ClickBench load

The load is based on data and queries from the https://github.com/ClickHouse/ClickBench repository, and the queries and table layout are adapted to YDB.

The benchmark generates typical workload in the following areas: clickstream and traffic analysis, web analytics, machine-generated data, structured logs, and event data. It covers typical queries in analytics and real-time dashboards.

The dataset for this benchmark was obtained from an actual traffic recording of one of the world's largest web analytics platforms. It has been anonymized while keeping all the essential data distributions. The query set was improvised to reflect realistic workloads, while the queries are not directly from production.

Initializing a load test

Before running the benchmark, create a table:

ydb workload clickbench init

See the description of the command to init the data load:

ydb workload clickbench init --help

Available parameters

Parameter name Parameter description
--table <value> The table name. The default value is clickbench/hits.
--store <value> Type of table storage. Acceptable values: row, column. Default value: row.

Uploading data to the table

Upload data to the table. To do this, download and unzip the data archive, then upload the data to the table:

wget https://datasets.clickhouse.com/hits_compatible/hits.csv.gz
unzip hits.csv.gz
ydb import file csv --path clickbench/hits --input-file hits.csv

Running a load test

Run the load:

ydb workload clickbench run

During this test, workload statistics for each query are displayed on the screen.

See the description of the command to run the data load:

ydb workload clickbench run --help

Global parameters for all types of load

Parameter name Parameter description
--output <value> The name of the file in which the query execution results will be saved.
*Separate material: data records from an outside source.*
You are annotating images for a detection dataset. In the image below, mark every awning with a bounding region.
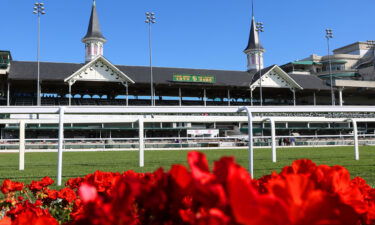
[322,59,348,64]
[319,72,358,78]
[292,60,321,66]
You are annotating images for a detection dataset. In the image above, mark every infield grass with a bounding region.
[0,146,375,187]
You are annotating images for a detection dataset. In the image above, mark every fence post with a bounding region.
[138,117,145,167]
[57,107,65,186]
[19,120,25,170]
[270,119,277,163]
[352,119,359,160]
[236,107,254,178]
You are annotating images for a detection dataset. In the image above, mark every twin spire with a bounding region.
[82,0,107,62]
[244,1,265,71]
[82,0,264,71]
[82,0,107,42]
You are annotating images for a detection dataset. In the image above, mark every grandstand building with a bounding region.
[0,1,375,142]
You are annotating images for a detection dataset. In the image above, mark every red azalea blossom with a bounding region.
[0,152,375,225]
[0,179,24,194]
[28,177,54,192]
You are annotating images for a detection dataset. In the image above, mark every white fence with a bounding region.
[0,134,375,153]
[0,106,375,185]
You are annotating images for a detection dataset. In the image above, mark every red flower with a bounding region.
[28,177,54,192]
[12,210,59,225]
[79,184,98,203]
[58,188,77,203]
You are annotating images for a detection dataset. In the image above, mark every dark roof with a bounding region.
[9,61,330,90]
[9,61,84,81]
[9,61,251,87]
[244,16,264,52]
[289,74,330,90]
[82,1,106,41]
[249,65,275,84]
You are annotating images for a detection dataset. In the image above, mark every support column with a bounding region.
[57,107,65,186]
[19,120,25,170]
[314,91,316,105]
[178,88,182,106]
[203,88,207,107]
[228,89,230,106]
[138,117,145,167]
[7,81,10,106]
[69,83,72,106]
[339,88,343,106]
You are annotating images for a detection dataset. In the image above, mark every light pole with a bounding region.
[256,22,264,106]
[145,12,156,106]
[33,2,46,106]
[326,29,336,106]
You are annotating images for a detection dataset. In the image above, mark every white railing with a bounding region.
[0,134,375,153]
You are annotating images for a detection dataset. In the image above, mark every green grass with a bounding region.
[0,146,375,187]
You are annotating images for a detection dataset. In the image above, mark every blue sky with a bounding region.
[0,0,375,70]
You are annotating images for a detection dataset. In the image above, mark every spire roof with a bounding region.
[244,15,264,52]
[82,0,106,42]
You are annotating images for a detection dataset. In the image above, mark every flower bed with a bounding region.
[0,152,375,225]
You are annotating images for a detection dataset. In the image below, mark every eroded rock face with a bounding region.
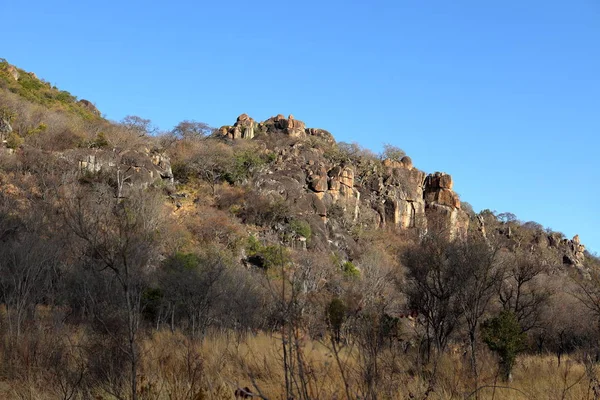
[219,114,256,139]
[0,116,12,140]
[424,172,470,239]
[220,114,469,251]
[7,65,19,81]
[79,99,101,117]
[217,114,335,143]
[62,149,173,192]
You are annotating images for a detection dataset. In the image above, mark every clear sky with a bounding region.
[0,0,600,252]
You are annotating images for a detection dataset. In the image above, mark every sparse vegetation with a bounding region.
[0,61,600,400]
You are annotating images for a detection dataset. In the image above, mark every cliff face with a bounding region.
[217,114,469,253]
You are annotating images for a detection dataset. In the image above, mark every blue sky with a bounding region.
[0,0,600,252]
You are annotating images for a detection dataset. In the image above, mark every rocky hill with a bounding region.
[215,114,585,268]
[0,57,600,399]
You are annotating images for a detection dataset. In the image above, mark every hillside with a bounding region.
[0,60,600,399]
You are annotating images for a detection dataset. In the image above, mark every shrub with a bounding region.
[327,297,347,342]
[290,219,312,240]
[6,132,23,149]
[481,311,527,381]
[342,261,360,278]
[380,144,406,161]
[246,235,291,269]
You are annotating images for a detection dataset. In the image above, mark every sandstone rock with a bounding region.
[425,172,453,190]
[308,170,328,192]
[79,99,101,116]
[305,128,335,143]
[425,188,460,209]
[383,158,404,169]
[400,156,413,169]
[0,116,12,140]
[7,65,19,81]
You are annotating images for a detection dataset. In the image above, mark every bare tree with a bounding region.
[454,235,503,380]
[404,233,464,353]
[64,186,161,400]
[499,250,551,332]
[172,120,215,140]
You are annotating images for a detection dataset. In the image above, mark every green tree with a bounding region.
[481,311,527,381]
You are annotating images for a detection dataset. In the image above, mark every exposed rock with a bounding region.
[0,115,12,140]
[308,168,328,192]
[400,156,413,169]
[62,149,173,188]
[424,172,470,239]
[218,114,256,139]
[7,65,19,81]
[548,232,585,268]
[305,128,335,143]
[79,99,101,116]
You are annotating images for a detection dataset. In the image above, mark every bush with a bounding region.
[327,297,347,342]
[342,261,360,278]
[6,132,23,149]
[481,311,527,381]
[290,219,312,240]
[380,144,406,161]
[246,235,291,269]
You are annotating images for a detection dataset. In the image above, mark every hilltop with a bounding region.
[0,60,600,399]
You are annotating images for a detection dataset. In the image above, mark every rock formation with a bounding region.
[66,149,173,192]
[218,114,469,250]
[79,99,101,117]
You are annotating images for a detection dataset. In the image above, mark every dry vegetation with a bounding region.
[0,63,600,400]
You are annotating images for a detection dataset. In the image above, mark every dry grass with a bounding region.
[0,331,598,400]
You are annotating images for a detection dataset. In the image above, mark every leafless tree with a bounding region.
[63,185,161,400]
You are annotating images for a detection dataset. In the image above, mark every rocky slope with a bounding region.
[216,114,585,268]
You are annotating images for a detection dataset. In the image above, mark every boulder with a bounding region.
[79,99,101,117]
[7,65,19,81]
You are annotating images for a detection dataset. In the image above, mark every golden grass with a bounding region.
[0,331,598,400]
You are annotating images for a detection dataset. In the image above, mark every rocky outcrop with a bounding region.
[219,114,469,251]
[62,149,173,188]
[424,172,470,239]
[218,114,257,140]
[262,114,306,137]
[0,115,12,140]
[217,114,335,143]
[78,99,101,117]
[6,65,19,81]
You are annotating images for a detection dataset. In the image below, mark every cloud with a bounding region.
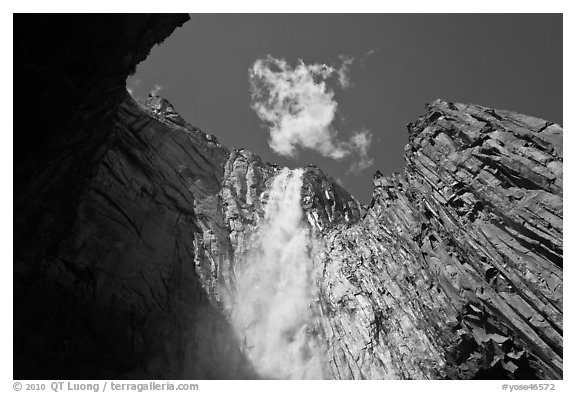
[126,78,142,97]
[249,56,372,168]
[336,55,354,89]
[150,85,162,97]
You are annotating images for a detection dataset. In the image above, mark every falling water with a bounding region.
[233,169,325,379]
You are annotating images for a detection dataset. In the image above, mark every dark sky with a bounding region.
[127,14,563,203]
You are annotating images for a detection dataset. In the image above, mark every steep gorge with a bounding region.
[14,16,563,379]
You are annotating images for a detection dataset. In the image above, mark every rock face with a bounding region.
[14,15,563,379]
[322,101,562,378]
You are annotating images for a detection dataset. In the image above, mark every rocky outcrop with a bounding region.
[14,14,252,379]
[322,101,562,378]
[14,15,563,379]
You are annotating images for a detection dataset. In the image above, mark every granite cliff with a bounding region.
[14,15,563,379]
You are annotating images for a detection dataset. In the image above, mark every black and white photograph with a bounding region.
[6,4,570,386]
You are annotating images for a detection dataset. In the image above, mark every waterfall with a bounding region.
[232,168,325,379]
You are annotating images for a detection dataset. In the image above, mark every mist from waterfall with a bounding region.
[232,168,325,379]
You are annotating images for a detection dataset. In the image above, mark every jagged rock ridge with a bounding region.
[14,15,562,379]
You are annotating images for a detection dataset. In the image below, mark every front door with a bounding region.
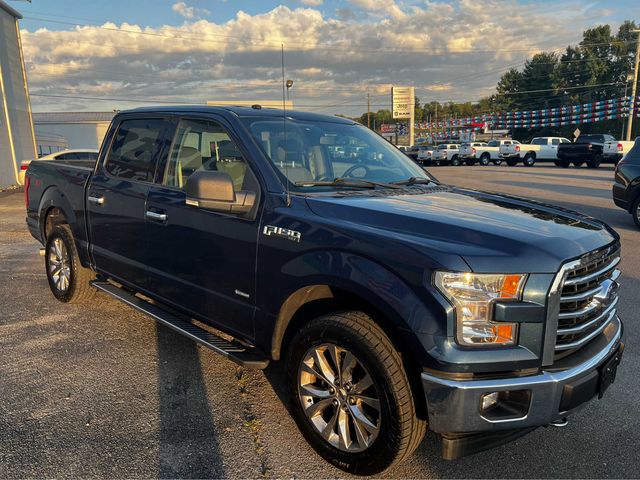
[146,118,259,338]
[87,118,169,288]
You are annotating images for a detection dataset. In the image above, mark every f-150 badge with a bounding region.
[262,225,302,243]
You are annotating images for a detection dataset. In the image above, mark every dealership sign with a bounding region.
[391,87,416,119]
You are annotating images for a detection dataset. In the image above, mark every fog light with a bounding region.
[482,392,499,411]
[480,390,531,421]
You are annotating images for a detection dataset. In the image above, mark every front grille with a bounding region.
[555,245,620,359]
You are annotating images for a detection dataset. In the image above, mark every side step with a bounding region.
[91,280,269,369]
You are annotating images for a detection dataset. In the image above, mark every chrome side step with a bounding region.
[91,280,269,369]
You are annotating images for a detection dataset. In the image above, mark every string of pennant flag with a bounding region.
[415,96,640,134]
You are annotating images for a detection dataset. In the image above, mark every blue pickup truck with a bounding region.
[26,105,624,474]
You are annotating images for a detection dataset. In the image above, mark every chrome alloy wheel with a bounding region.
[49,238,71,292]
[298,343,382,453]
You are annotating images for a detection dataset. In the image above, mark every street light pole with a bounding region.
[627,30,640,141]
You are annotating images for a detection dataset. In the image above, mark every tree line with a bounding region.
[355,20,640,140]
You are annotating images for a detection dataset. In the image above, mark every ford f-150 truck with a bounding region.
[26,105,624,474]
[557,134,616,168]
[500,137,571,167]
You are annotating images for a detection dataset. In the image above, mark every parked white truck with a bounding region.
[602,140,635,165]
[500,137,571,167]
[460,139,520,165]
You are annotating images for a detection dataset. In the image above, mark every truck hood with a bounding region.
[307,186,618,273]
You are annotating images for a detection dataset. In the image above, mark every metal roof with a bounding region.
[32,111,116,125]
[0,0,22,19]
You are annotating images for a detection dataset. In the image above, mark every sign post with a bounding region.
[391,87,416,145]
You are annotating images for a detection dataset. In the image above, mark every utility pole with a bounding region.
[627,30,640,141]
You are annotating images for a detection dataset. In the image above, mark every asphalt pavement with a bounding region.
[0,165,640,478]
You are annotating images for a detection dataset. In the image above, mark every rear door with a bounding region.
[146,117,260,337]
[86,116,170,288]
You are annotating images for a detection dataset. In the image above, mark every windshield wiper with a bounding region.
[391,177,436,185]
[294,177,400,188]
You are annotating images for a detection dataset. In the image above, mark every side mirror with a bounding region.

The default value is results.out.
--iterations <value> The number of executions of each load generating query. The default value is 1.
--json The name of the file in which the query execution statistics will be saved in json format. By default, the file is not saved.
--ministat The name of the file in which the query execution statistics will be saved in ministat format. By default, the file is not saved.
--query-settings Query execution settings. By default, not specified.
--ext-queries-file The name of the file in which external queries to run the load can be specified. By default, the file is not required.
--ext-query A row with external queries to run the load. There is no default value.
--table The table name. The default value is clickbench/hits.
--include The numbers or number sections of the queries to be executed as part of the load. By default, all queries are executed. Separated by commas, for example, 1,2,4-6.
--exclude The numbers or number sections of the queries to be excluded as part of the load. By default, all queries are executed. Separated by commas, for example, 1,2,4-6.